Human Trafficking Awareness Month continues:
Sex trafficking and labor trafficking are more widely researched and discussed; another area of trafficking is organ trafficking. I first heard about “organ harvesting” in the early 2000s, but that was long before I heard about human trafficking. Honestly, it is such a grotesque, inhuman, heinous crime I couldn’t wrap my head around how human organs could be a cash commodity. Very little research has been done to know how much this crime exists globally, and very little is being done to address the situation. Indeed, this is likely the first time you’ve heard about it.
What is organ trafficking? It includes a range of activities and is divided by some international organizations, such as WHO, into several categories. Essentially, it is the illegal harvesting of organs, including hair and tissue, from alive or deceased individuals that are sold illegally for transplantation. It’s a crime where the poorest of the poor are taken advantage of to fill the needs of the more advantaged.
While most countries consider organ trafficking human trafficking, the United States and Canada do not.
Because there isn’t a depth of information regarding the criminal activity of organ harvesting, it’s nearly impossible to give it the attention it requires to end it. However, this is changing as more activities and authorities become involved in uncovering this crime, also known as the “red market.” A sub-category of the red market is the illegal selling of hair, known as “black gold.” In southern India, as a tribute to the god Vishnu and a sign of humility, women line up to have their hair chopped off and dropped into a vat, where it’s collected, combed, and sold internationally for hair extensions. Men’s hair is sold to chemical companies and reduced to an amino acid called L-cystine.
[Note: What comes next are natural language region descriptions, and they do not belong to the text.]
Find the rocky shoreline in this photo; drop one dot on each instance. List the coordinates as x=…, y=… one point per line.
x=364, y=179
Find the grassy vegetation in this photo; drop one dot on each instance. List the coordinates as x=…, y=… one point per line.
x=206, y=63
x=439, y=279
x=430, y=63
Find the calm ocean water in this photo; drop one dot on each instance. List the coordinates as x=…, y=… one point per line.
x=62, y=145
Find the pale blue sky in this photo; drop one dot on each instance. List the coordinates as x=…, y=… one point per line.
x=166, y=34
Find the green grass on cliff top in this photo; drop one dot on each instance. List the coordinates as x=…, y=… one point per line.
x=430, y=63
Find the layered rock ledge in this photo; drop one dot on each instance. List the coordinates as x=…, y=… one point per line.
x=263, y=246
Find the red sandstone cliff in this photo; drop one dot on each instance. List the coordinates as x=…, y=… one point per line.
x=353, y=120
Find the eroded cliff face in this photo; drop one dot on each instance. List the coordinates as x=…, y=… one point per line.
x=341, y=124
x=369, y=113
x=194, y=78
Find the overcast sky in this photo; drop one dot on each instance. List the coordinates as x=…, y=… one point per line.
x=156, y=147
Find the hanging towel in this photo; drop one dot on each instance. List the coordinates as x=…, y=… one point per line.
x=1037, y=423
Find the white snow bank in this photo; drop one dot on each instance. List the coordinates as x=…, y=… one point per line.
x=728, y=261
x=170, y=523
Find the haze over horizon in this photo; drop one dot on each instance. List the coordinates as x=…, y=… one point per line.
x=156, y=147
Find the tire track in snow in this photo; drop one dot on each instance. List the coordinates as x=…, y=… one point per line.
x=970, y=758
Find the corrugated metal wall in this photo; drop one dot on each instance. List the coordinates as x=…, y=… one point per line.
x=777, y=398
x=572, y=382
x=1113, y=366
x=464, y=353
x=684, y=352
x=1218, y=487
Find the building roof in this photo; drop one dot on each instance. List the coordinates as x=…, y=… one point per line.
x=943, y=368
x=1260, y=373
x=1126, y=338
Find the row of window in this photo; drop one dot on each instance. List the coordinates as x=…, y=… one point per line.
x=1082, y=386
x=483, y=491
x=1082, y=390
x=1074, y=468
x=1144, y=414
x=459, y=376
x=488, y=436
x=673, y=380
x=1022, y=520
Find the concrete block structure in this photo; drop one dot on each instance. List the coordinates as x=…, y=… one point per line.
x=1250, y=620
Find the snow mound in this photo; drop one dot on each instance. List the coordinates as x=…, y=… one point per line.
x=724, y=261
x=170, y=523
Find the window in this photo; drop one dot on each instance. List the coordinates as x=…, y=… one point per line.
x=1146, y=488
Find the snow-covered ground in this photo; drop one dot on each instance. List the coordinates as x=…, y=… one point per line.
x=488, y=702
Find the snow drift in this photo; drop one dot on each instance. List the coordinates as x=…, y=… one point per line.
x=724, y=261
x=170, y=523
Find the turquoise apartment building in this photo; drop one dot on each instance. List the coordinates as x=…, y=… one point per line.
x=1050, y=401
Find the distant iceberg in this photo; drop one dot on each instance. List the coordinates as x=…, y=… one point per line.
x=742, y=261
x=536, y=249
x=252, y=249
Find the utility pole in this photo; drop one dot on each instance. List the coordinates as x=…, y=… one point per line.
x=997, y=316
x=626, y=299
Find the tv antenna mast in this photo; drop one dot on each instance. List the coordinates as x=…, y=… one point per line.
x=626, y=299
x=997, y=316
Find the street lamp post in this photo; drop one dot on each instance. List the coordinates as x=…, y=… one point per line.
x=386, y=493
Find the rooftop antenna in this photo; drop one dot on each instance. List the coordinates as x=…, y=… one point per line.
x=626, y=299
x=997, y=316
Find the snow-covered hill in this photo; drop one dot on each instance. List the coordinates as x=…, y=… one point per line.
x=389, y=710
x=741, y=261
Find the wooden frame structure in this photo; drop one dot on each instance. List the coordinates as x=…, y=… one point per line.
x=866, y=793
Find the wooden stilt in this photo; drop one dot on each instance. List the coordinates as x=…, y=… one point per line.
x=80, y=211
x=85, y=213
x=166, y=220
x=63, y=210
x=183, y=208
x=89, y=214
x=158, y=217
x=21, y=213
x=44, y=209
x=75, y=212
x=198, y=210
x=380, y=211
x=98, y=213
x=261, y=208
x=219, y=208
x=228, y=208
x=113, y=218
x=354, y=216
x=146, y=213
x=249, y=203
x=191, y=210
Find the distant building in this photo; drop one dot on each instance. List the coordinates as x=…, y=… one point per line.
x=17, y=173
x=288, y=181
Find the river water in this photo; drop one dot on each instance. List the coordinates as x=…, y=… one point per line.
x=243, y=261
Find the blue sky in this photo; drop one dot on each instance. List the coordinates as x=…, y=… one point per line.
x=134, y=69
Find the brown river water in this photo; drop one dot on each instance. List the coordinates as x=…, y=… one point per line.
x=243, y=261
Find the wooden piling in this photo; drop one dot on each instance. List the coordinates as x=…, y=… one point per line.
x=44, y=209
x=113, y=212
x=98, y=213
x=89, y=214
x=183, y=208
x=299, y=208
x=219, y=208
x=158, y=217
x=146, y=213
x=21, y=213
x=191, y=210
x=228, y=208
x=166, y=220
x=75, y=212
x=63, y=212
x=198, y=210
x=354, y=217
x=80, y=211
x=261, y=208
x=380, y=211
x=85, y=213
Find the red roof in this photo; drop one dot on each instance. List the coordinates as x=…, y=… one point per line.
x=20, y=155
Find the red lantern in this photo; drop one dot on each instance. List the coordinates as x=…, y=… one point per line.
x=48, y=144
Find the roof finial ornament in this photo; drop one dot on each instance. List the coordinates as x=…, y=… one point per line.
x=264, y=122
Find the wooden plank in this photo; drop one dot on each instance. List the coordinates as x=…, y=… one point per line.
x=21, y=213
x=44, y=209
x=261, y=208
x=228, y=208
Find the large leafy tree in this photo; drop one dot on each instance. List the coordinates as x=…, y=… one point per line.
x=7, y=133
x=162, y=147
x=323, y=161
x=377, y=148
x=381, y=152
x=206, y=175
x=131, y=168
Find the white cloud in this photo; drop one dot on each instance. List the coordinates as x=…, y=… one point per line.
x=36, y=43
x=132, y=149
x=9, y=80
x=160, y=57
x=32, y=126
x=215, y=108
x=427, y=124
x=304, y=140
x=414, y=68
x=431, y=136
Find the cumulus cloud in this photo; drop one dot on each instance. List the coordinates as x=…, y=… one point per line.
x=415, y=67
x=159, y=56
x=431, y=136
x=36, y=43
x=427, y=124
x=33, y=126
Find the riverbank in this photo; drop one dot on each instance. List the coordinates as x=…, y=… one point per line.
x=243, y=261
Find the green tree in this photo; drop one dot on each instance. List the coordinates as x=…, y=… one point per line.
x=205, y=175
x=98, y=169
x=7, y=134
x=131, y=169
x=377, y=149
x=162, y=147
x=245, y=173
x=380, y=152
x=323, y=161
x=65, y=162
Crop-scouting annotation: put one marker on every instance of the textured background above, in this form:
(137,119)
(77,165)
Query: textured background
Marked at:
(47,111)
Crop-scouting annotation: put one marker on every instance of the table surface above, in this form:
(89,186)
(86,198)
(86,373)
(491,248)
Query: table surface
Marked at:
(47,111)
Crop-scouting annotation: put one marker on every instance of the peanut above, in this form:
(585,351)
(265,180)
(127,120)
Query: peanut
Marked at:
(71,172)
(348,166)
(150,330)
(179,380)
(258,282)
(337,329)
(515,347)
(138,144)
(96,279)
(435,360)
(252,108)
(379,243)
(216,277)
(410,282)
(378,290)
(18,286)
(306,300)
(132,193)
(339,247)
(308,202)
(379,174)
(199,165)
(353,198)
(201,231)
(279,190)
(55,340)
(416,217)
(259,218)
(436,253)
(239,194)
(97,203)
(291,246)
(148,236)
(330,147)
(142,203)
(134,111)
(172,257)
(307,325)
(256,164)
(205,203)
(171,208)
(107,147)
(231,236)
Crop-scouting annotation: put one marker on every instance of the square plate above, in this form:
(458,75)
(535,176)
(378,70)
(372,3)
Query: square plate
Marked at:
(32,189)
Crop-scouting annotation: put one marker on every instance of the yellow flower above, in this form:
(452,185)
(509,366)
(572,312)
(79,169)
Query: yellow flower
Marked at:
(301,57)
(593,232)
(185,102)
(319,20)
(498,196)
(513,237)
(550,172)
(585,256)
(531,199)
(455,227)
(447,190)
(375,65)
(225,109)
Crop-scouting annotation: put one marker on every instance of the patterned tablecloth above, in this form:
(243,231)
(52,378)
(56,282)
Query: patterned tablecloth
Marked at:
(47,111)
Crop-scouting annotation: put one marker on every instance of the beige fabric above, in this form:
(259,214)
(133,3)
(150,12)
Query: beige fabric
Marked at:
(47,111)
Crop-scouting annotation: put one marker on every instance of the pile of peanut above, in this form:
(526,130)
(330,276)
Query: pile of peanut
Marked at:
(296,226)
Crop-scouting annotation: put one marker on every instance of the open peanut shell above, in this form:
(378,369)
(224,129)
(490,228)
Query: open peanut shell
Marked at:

According to a PBS report (Trafficking Victims Forced to Sell Organs Share Stories 01.17.2023), 35,000 in Nepal are sold into slavery. It is here where there exists a clear example of organ trafficking. Kidneys are taken from women and children, but there is an area in Nepal where most victims are men. Since the pandemic, poverty conditions have increased and so have the efforts of traffickers to coerce the desperate into being transported to India, where their kidney is removed and sold to the international market. This area in Nepal is known as the “Kidney Alley.” Evidence collected points to a specific hospital where these procedures occur, yet, India, to date, has not come forward to condemn the harvesting.
Egypt, India, Pakistan, and Africa are more examples where this crime is underpinned by economic conditions, noting that this crime exists wherever there is disempowerment. Migrants are often victims where, as with other classifications of trafficking, the victim’s identification papers are taken to be sure they don’t report the crime and risk arrest and prosecution for being in a country illegally.
The world needs policy change addressing economic conditions, increased hospital and insurance company accountability, identified and verified donors’ information, and greater awareness of this crime.